Metadata-Version: 2.4
Name: better-aws
Version: 0.4.0
Summary: Minimal AWS boto3 wrapper
Author-email: Thibault Charbonnier <thibault.charbonnier@ensae.fr>
Requires-Python: >=3.11
Description-Content-Type: text/markdown
License-File: LICENSE
Requires-Dist: boto3>=1.42.48
Requires-Dist: pandas>=3.0.0
Requires-Dist: polars>=1.38.1
Requires-Dist: pyarrow>=23.0.0
Requires-Dist: rich>=14.3.2
Requires-Dist: dotenv>=0.9.9
Dynamic: license-file

# better-aws

[![Python](https://img.shields.io/badge/python-3.11%2B-blue.svg)](#)
[![PyPI](https://img.shields.io/pypi/v/better-aws.svg)](https://pypi.org/project/better-aws/)

A minimal, production-minded wrapper around `boto3` focused on **S3 and tabular data (CSV/Parquet/Excel)**.
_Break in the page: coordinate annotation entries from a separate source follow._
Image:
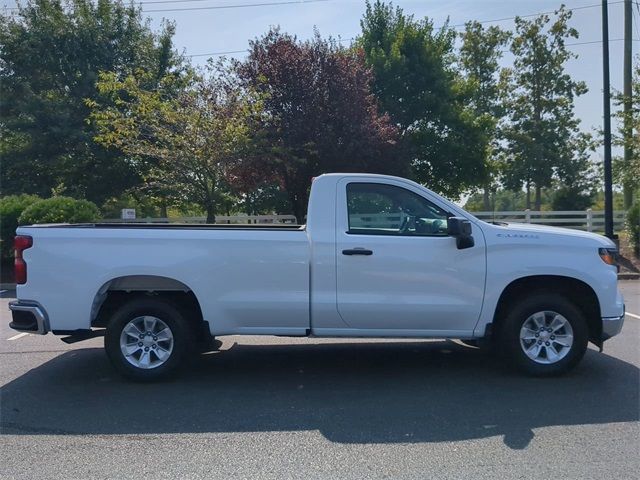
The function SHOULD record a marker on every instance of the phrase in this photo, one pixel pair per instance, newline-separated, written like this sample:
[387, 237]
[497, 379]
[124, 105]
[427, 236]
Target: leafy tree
[479, 55]
[197, 136]
[51, 53]
[320, 115]
[418, 85]
[543, 137]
- **S3-first**: the handful of operations you use 90% of the time
- **Batch-native**: same methods for single key or lists
- **Ergonomic I/O**: `load()` → Python objects, `download()` → files
- **Logging-friendly**: standalone “print-like” logs or plug into your app logger
- **Auth-ready**: designed to support multiple auth modes (profile, custom files, static creds, .env)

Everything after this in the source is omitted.